Prosecutor Connie Spence said, "I got to be honest, it was a little worrisome."

In the end, however, the jury picked a punishment that was neither the least severe nor the maximum of life in prison.

"Justice is whatever a jury says it is," said prosecutor John Jordan.

Wright won the resentencing trial after evidence of battered wife syndrome was not allowed in her first trial.

"I'm gratified that a jury that heard evidence absolutely critical to this case found that Susan was left morally blameworthy," Brian Wice, her pro-bono appellate lawyer told The Associated Press. "To try a case involving a battered woman, without a battered women's expert is like doing Hamlet without Hamlet."

But Wice said he's disappointed that the second jury did not also find that Wright acted on 'sudden passion' and give her probation because "if she would have walked out of jail today," she would be of no danger to anyone else.

"She's a woman who snapped," he said.

Prosecutors say Wright was lying and wanted to cash in her husband's $200,000 insurance benefits and that's why she didn't seek a divorce.
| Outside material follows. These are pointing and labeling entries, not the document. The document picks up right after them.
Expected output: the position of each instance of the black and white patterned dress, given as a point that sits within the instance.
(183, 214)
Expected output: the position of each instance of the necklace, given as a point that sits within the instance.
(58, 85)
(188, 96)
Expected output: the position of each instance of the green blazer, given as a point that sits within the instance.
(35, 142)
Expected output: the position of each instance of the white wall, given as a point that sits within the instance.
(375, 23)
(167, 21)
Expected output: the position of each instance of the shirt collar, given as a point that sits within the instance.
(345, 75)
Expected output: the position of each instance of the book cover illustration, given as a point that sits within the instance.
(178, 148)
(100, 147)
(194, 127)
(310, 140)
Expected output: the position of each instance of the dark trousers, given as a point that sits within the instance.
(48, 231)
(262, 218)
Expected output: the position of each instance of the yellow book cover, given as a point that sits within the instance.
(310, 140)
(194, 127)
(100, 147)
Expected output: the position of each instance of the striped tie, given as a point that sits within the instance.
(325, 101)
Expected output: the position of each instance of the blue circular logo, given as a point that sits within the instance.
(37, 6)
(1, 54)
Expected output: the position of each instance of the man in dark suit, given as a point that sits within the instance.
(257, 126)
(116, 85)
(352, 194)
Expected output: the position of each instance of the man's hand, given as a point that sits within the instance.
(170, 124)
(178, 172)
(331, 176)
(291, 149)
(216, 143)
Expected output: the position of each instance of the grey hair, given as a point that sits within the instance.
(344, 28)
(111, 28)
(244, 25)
Wright, who has always claimed her spouse physically abused her, tied her husband's ankles and wrists to their bed before stabbing him at their Houston-area home on Jan. 13, 2003. She buried his body in a backyard hole he had dug for a fountain, and cleaned and painted the bedroom to cover up the crime.

The couple's young son and daughter were asleep and didn't witness the killing.

Jeffrey Wright's family, who argued against the characterization that he abused his wife, reacted emotionally to the sentence.

Jeffrey's brother Ron Wright read a victim's impact statement in court, "I've seen your tears and I realized that over the last seven years, they are not tears for remorse, nor are they tears for what you've done to your two beautiful children. You left them parentless. The Wright family has been given a life sentence and I think you got off too easy."

Wright does get credit for the time she has already served, about six years and eight months, so she will be eligible for parole in about three and a half years.